Because this year, this year, I’ve decided that I have become Grief’s prisoner for far too long. Grief has allowed me parole and I’m doing something crazy and insane and epic. I’m riding my bike across New York State with 180 other people who have their own stories of grief and love and loss. Grief, feeling his hold loosening on me, has inserted his friend Doubt in my brain, and it’s entirely likely I’ll ride the whole way with his company in my head. But, Grief can no longer tell me that no one else understands what I’ve been through, because I know better. While no one, even my family, knows what I have been through, I now fully comprehend that I don’t know what they have been through. I am no longer isolated and insulated with my Grief, I’m learning to live with a more mature version. One where I can allow myself to feel his weight, but not allow it to crush me. One where I can hear his voice whispering in my ear, but not allow it to block out everything else and fill me with darkness and depression. This Empire State Ride isn’t just a physical challenge for me, but a way for me finally and fully transition my Grief into fuel for my Purpose. I will never be free of him – I know that. But for far too long, I’ve allowed Grief to take hold of the reins of this life, and it’s well past the time where I take those back.

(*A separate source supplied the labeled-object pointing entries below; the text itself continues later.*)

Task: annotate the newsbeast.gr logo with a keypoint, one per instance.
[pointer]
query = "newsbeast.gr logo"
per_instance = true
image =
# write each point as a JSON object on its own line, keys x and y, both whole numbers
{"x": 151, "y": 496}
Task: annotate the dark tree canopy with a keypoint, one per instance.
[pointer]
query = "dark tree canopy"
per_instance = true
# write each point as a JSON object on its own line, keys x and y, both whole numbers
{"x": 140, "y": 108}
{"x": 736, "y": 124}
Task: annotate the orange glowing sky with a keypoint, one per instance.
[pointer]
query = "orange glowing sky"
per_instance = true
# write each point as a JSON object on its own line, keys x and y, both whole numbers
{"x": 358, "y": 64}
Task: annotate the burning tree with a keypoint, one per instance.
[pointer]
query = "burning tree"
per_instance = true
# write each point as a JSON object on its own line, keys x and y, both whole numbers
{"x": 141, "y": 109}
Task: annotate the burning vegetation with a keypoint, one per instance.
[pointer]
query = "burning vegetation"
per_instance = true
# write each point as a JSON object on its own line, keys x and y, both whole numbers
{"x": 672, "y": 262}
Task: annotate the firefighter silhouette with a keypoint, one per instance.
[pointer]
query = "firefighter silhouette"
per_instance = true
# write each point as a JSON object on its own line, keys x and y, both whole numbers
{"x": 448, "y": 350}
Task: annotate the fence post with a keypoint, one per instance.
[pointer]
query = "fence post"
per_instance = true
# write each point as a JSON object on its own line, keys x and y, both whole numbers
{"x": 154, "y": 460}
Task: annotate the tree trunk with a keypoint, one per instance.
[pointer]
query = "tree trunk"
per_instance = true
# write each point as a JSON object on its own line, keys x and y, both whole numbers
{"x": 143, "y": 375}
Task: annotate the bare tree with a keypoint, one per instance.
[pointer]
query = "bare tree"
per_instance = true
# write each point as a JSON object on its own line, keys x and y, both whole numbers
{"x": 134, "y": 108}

I leave on this journey a week from today. I’ve trained – perhaps not enough, but as much as I could have. I’ve cried – more than I should, but never enough for me to get it all out of me. I’ve spent nights awake – thinking, planning, worrying, contemplating but mostly anticipating what this week riding will ultimately mean for me. I’ve met people along the way – people I now consider friends, each with their own reasons, their own sadnesses, their own Griefs. And I have had a talk with Grief – a heart-to-heart about how after 18+ years of being my friend, I need him to become my reason and my motivation and work with my Purpose in getting me to the finish line in Niagara Falls, where I know my angels will be heralding my arrival.

After all, this time, this Empire State Ride isn’t simply the culmination of my life with Grief. It’s coming across two roads diverging in the woods, and making my choice to take the one less traveled by.